Typical implementation - Streaming
Diagrams below show architecture of typical Nussknacker deployment in Streaming mode. They show not only components provided or needed by Nussknacker, but also elements of broader streaming architecture. Larger organization probably have at least some of them already in place, while smaller deployments may need only simplified versions.
On the left, there is Flink engine version, on the right - Lite engine version. As you can see, the diagrams are different only in engine part. This is not a coincidence, as general architecture of Nussknacker deployment and of stream processing solution remains the same, no matter which engine you choose.
The following paragraphs briefly explain the role of the architectural components in Nussknacker deployment.
Nussknacker - allows to author, deploy and monitor real-time decision scenarios. More on its capabilities can be found here.
Schema Registry - stores versioned information about the structure of data transported in Kafka streams; in a sense performs a similar role to a relational database schema. Without it, scenarios that write to and read from a Kafka stream would not speak a common language.
Once authored, scenarios are deployed to the selected engine for processing (it can be Flink or Lite); the engine in turn interacts with Kafka streams:
Kafka - a distributed data streaming platform that allows publishing and subscribing to streams of records. A typical scenario diagram authored in Nussknacker starts from reading data from a Kafka stream and finishes with writing data to a Kafka stream.

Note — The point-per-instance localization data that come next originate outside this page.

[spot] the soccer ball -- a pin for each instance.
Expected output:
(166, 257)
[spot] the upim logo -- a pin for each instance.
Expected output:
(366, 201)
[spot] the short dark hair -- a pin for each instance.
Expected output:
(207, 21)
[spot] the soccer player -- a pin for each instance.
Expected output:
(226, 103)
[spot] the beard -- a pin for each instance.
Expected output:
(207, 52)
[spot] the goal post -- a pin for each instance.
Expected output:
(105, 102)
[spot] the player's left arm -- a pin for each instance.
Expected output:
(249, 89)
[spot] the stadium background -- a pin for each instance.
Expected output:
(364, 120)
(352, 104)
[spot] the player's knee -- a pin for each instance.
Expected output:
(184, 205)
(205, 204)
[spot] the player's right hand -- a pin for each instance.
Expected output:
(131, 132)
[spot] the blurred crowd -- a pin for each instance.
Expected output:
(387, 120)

Runtime engine - Nussknacker can use one of the following engines as runtime for scenarios
- Flink - a distributed processing engine for stateful computations over data. Flink can read data from different types of data sources, in the Nussknacker case it reads from Kafka topics. Flink can reliably process millions of events per second. Custom components designed to run on Flink can use its rich Scala/Java API to perform more sophisticated, stateful data processing (e.g. aggregations).
- Lite - scenarios are deployed as microservices on Kubernetes, they use Kafka to read and write events. This engine doesn't allow stateful processing, but is simpler and easier to maintain and operate in organizations which have K8s experience but do not have enough Flink skills.

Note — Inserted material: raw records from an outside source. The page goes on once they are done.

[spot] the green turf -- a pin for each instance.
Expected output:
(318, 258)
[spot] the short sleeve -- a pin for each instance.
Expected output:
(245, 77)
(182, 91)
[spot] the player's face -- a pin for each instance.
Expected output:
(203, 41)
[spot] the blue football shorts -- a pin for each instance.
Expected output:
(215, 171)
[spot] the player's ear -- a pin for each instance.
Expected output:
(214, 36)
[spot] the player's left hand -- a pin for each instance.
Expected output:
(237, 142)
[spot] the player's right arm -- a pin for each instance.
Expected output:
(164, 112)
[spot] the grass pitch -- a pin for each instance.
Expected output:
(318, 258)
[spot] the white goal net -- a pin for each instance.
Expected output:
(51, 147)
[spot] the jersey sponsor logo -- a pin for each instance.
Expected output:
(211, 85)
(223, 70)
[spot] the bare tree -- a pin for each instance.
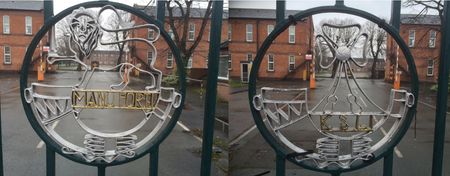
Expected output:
(113, 22)
(180, 16)
(377, 43)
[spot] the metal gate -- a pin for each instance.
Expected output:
(272, 114)
(48, 102)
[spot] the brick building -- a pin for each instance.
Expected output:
(286, 56)
(165, 62)
(20, 20)
(422, 36)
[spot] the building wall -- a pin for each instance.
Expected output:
(420, 51)
(280, 49)
(17, 39)
(199, 57)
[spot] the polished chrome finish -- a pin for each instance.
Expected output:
(352, 125)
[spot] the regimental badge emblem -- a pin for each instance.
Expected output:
(346, 117)
(107, 92)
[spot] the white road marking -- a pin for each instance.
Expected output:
(431, 106)
(41, 143)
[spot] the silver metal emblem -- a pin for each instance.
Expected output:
(344, 117)
(151, 99)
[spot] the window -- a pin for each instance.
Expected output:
(151, 34)
(249, 32)
(229, 32)
(189, 64)
(270, 63)
(432, 41)
(28, 25)
(191, 34)
(169, 63)
(229, 62)
(223, 67)
(172, 36)
(6, 24)
(412, 38)
(7, 55)
(291, 63)
(430, 67)
(150, 57)
(250, 57)
(269, 29)
(291, 34)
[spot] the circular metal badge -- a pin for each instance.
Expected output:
(113, 103)
(340, 131)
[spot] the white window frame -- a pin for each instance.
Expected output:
(6, 24)
(432, 40)
(291, 62)
(270, 28)
(411, 38)
(270, 61)
(249, 32)
(430, 67)
(191, 33)
(291, 34)
(7, 55)
(190, 61)
(169, 63)
(151, 34)
(29, 25)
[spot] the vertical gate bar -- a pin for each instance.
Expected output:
(395, 14)
(442, 95)
(154, 156)
(1, 139)
(101, 170)
(161, 11)
(281, 165)
(211, 87)
(281, 10)
(388, 163)
(50, 161)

Streaming ETL - a tool which will be used to ingest incoming messages. Quite often incoming data are not represented in the format desired by Nussknacker. To be processed they should be stored on Kafka in AVRO or JSON format. Because of that you probably need to use some ingestion software like Kafka Connect or Apache NiFi. We call them "streaming ETL" (Extract, Transform, Load) because they are quite similar to ETL for Data Lakes but in a real-time, streaming World.
The Nussknacker scenario design information is used to send runtime metrics from runtime engine to Influx DB.
InfluxDB - a high-performing time series database, metrics generated by scenario engine are stored here.
Grafana - open source analytics and interactive visualization web application, scenario metrics stored in InfluxDB are visualized as a Grafana dashboard.